Profit = Self Image
We’ve all had that moment where someone hears a price and instantly freezes. It doesn’t matter whether you say 90000, 60000 or 45000 — the reaction is the same. The eyebrows lift, the breath tightens, and the familiar line appears: “I’ll think about it… maybe after two months.”
And for a long time, we assume the number is the problem. We think if we had said a smaller amount, the person would have felt different. But if you watch closely, the size of the number rarely changes the size of the reaction. Because the truth is uncomfortable but liberating: a price feels like a bomb only when it arrives without context.
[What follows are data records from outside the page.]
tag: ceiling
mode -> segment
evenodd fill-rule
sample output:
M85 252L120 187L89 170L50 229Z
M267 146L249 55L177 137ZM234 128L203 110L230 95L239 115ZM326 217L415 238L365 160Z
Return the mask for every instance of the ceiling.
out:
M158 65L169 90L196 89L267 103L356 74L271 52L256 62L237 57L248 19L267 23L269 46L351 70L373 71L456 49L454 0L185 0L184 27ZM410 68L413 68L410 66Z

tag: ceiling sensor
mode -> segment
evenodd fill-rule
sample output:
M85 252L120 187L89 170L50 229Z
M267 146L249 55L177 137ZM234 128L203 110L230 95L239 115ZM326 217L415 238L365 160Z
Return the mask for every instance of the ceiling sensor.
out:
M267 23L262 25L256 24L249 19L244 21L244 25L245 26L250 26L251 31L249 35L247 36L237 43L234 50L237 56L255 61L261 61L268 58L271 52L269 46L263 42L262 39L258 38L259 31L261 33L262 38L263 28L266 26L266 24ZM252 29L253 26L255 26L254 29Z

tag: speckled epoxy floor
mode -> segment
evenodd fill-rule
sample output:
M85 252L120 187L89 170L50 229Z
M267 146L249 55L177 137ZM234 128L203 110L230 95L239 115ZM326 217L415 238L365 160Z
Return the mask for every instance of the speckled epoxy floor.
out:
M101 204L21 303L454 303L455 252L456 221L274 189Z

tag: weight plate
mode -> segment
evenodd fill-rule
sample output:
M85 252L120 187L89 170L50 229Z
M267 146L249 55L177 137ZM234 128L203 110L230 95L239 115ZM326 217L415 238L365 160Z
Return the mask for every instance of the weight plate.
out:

I’ve seen this play out with PCOD cases, IVF journeys, even something as simple as stubborn acne. A couple tries for years, visits doctor after doctor, and finally reaches the word nobody wants to hear — IVF. One cycle costs around 2.5 lakhs, and there’s no guarantee the first cycle works. Or the second. Or the third. The emotional toll alone is heavy, but the financial cost? Lakh after lakh, often with nothing to show for it except more fear and more fatigue.
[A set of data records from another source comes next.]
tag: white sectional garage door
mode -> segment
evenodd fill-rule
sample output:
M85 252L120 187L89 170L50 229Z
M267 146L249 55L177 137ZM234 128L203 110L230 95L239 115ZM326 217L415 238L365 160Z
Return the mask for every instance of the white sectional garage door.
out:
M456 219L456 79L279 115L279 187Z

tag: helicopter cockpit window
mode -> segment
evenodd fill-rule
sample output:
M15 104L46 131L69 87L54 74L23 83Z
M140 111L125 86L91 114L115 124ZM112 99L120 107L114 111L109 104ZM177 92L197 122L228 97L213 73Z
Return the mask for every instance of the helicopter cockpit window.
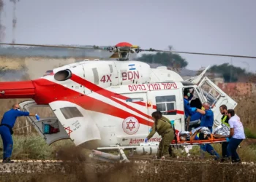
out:
M214 105L218 101L221 97L221 93L219 92L215 88L212 87L208 82L205 82L201 85L201 90L203 94L206 98L207 100L210 103L211 106L214 107Z
M176 115L176 98L175 95L157 96L157 110L162 112L163 115Z
M70 70L61 70L54 74L54 79L57 81L65 81L70 79L71 76Z
M74 117L83 117L83 114L76 107L61 108L61 111L66 119Z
Now imagine someone already carrying that weight. Already spending that much. Already hurting that much. For them, is ninety thousand really a bomb? Or was it a bomb only because we dropped it without showing them the landscape they’re actually standing in?
We forget that people are already paying a price. For the girl with hormonal acne, it’s fifteen or twenty thousand scattered across dermatologists, tests, creams, treatments she had to throw away because her skin reacted badly. For the woman with PCOD, it’s years of medication, missed cycles, emotional breakdowns, and the slow erosion of hope. When you look at that honestly, the program fee — whatever it is — isn’t the real expense. The real expense is the life they’re living right now.
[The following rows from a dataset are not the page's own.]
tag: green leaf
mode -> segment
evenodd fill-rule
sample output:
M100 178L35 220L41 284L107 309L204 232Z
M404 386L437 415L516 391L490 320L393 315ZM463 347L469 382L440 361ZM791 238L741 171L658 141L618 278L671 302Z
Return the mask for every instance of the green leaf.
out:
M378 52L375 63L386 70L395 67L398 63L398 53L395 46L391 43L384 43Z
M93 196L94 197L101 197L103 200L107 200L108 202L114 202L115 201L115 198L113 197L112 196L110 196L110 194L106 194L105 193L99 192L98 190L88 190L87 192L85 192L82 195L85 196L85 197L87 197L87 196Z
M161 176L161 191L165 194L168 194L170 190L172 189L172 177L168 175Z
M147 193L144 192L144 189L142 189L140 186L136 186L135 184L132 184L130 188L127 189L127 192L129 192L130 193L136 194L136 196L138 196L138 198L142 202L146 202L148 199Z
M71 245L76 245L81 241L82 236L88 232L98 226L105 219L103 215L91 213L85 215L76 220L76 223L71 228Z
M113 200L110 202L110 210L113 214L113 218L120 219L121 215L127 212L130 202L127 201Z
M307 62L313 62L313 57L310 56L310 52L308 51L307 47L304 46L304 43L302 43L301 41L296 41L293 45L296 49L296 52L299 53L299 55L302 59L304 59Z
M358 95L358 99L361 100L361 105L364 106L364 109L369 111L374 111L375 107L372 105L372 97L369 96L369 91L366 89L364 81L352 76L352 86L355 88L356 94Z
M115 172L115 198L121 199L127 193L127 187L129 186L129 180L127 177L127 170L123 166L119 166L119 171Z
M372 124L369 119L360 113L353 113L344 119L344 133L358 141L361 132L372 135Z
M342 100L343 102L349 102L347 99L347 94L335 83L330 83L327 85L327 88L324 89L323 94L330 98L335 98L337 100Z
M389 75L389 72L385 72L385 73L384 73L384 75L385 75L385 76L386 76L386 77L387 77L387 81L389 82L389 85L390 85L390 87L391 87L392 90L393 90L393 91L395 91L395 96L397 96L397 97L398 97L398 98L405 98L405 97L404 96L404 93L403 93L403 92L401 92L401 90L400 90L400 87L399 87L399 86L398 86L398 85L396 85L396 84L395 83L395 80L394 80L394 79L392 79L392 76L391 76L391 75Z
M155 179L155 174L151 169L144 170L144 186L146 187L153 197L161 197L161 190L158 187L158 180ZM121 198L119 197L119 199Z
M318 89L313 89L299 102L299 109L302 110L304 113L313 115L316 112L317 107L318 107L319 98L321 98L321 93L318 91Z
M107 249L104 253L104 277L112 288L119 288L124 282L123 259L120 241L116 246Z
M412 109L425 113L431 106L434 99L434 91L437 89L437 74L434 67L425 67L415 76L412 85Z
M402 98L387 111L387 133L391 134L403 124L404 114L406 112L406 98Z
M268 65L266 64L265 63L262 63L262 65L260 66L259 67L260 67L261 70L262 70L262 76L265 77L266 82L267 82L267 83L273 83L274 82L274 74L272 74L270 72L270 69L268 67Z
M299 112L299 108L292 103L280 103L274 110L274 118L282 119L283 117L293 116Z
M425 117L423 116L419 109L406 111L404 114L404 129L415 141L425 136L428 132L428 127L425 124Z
That’s why context matters. Not as a sales trick, but as a kind of compassion. When we ask what they’ve tried, what they’ve spent, what they’re afraid of, we’re not interrogating them — we’re helping them see the full picture. Most people don’t make decisions based on information; they make decisions based on clarity. And clarity only comes when someone slows the moment down enough to say, “Let’s look at what’s actually happening.”
There’s a deeper layer too. When we rush to the price, we’re often revealing our own self-image. One coach quotes ninety, another quotes sixty, a third quotes forty-five — not because the value changed, but because their confidence did. Meanwhile the client, regardless of the number, still feels the same confusion because they still don’t understand the context.
Context is oxygen. In conversations, in relationships, in health, in selling anything that can genuinely help someone. When the story is clear, the price becomes grounding instead of frightening.
And maybe the quiet lesson beneath all of this is simple:
People aren’t scared of the cost.
They’re scared of paying for the wrong thing… again.